Gonzalo Gebara, the head of Walmart Canada, told MPs on the House agriculture committee Monday that rising prices were caused by "a perfect storm" of external factors, not price-gouging.
"While customers only see the final price on the shelf, the reality of food inflation is that there are multiple touch points along the way where inflation has taken hold," he said.
Overall inflation cooled last month, dropping to 5.2 per cent in February from 5.9 per cent the month previous. But prices for food were up 10.6 per cent compared to a year ago, making February the seventh consecutive month of double-digit increases.
Statistics Canada blamed supply constraints and bad weather in food growing regions for the upward pressure on prices. Fruit juice was up 15.7 per cent — the cost of orange juice, for example, has increased due to the spread of fruit-killing citrus greening disease and climate-related disasters like Hurricane Ian.
Earlier this month, the committee heard from executives from Loblaw, Metro and Empire Foods, which owns Sobeys, FreshCo, Farm Boy, Foodland and other chains.
All three pushed back at allegations that they are profiteering from high inflation. While their profits are up sharply in the pandemic, all three said their profit margins on food are razor-thin.
Loblaw president Galen Weston insisted that higher profits at his company are mostly due to higher sales in non-food items, such as discretionary spending at Shoppers Drug Mart, on its Joe Fresh clothing line and at its financial services arm.
Gebara made similar arguments during his own testimony at committee, saying that Walmart's margins on groceries are lower compared to non-food items.
The three Canadian firms said they need to compete with American rivals, including Walmart.
"We compete against some of the toughest food retailers in the world, including Walmart, Amazon and Costco," said Michael Medline, the CEO of Empire Foods, earlier this month.
Weston later followed up Medline's comments by calling on the committee to ensure that American competitors provide Canada's Competition Bureau — which is conducting its own probe of grocery prices — with their financial information. Gebara told the committee that Walmart had indeed provided the bureau with the relevant information.
WATCH | Grocery chain CEOs deny profits behind rising food prices
While Gebara's appearance at committee came with less fanfare than Weston's, the Walmart executive did take some hard questions from MPs. Conservative MPs in particular pressed Gebara on fees and penalties Walmart and other grocery chains charge producers and farmers.
Citing testimony previously given to the committee, Ontario Conservative MP Lianne Rood said Walmart is "considered to be one of the worst" for imposing such fees.
The committee is examining a proposed grocery code of conduct that would govern the relationship between food producers and retailers. Industry negotiations on such a code are ongoing.

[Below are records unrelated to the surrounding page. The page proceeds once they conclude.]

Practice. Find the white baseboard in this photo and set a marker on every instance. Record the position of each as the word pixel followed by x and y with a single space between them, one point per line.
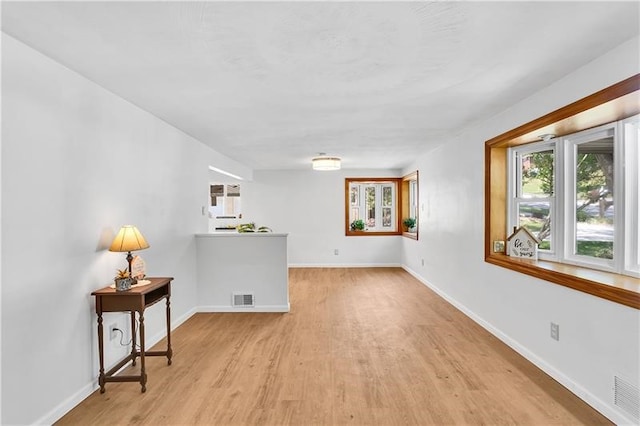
pixel 605 409
pixel 258 308
pixel 67 405
pixel 345 265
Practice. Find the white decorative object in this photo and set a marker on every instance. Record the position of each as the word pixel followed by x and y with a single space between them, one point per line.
pixel 522 243
pixel 138 268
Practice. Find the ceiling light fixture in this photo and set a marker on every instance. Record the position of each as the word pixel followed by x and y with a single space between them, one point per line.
pixel 324 163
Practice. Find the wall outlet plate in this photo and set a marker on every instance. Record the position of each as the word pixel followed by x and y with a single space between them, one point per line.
pixel 555 331
pixel 113 334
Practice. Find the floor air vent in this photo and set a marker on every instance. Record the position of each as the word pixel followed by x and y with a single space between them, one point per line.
pixel 627 397
pixel 243 300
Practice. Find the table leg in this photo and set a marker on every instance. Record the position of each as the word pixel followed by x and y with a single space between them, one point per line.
pixel 143 373
pixel 101 380
pixel 133 337
pixel 169 351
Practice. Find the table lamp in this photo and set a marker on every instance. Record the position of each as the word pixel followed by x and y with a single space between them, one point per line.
pixel 128 240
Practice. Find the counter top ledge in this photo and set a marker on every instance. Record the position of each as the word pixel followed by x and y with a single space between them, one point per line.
pixel 241 234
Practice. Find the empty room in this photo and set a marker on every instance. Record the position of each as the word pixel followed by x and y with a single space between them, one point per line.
pixel 320 213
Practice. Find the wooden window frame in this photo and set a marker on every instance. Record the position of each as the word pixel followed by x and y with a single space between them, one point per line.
pixel 405 208
pixel 398 202
pixel 613 103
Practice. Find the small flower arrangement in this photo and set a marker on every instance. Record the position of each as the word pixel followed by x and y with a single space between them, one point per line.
pixel 122 279
pixel 357 225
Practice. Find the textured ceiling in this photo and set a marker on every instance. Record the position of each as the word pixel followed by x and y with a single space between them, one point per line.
pixel 273 84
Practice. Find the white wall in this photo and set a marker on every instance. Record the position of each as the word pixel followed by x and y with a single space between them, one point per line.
pixel 249 263
pixel 598 338
pixel 77 163
pixel 309 205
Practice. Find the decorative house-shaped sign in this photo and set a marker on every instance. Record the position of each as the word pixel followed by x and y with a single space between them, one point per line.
pixel 522 243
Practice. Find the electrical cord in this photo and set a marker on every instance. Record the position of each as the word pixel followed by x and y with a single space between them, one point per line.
pixel 130 340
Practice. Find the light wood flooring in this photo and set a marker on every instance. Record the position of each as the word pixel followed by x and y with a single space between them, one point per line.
pixel 362 346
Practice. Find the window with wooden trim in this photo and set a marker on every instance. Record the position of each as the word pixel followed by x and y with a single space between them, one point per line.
pixel 572 194
pixel 615 103
pixel 372 206
pixel 409 210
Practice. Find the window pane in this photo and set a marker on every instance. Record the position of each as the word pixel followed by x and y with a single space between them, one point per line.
pixel 386 217
pixel 387 196
pixel 536 218
pixel 537 171
pixel 413 198
pixel 233 190
pixel 370 201
pixel 355 214
pixel 355 195
pixel 594 199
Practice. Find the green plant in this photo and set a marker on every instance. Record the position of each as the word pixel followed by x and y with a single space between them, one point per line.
pixel 357 225
pixel 409 222
pixel 122 273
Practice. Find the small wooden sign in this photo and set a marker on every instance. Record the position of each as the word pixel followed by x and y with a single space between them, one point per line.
pixel 522 243
pixel 138 268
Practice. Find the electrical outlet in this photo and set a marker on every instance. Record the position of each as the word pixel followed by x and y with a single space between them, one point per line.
pixel 113 331
pixel 555 331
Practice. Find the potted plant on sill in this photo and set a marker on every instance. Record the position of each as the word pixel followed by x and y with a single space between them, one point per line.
pixel 357 225
pixel 410 224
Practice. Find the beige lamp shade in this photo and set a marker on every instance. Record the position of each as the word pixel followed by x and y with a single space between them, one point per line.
pixel 128 239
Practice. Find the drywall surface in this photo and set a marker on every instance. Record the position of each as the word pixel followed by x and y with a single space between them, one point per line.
pixel 310 207
pixel 77 163
pixel 598 338
pixel 249 263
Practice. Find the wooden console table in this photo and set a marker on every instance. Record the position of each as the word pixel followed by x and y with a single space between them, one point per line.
pixel 134 300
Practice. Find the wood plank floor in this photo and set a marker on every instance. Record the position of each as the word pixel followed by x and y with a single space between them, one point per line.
pixel 360 347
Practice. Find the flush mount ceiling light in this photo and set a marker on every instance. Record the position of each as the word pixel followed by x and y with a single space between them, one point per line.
pixel 324 163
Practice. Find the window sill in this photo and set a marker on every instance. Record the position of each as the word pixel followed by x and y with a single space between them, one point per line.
pixel 370 233
pixel 617 288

In response to Rood's questioning, Gebara said Walmart was committed to working with the government to implement a code of conduct. He said the company would support more "transparency" in how the food supply chain operates.
The federal budget, set for Tuesday, will include a grocery rebate measure aimed at lower income Canadians to help address the affordability crisis, CBC News has learned.
A senior government official familiar with the budget, but not authorized to speak publicly before the budget is rolled out, told CBC News that the overall cost of the measure is "north of $2 billion" and will benefit 11 million households. It will be facilitated through the GST credit aimed at lower income families.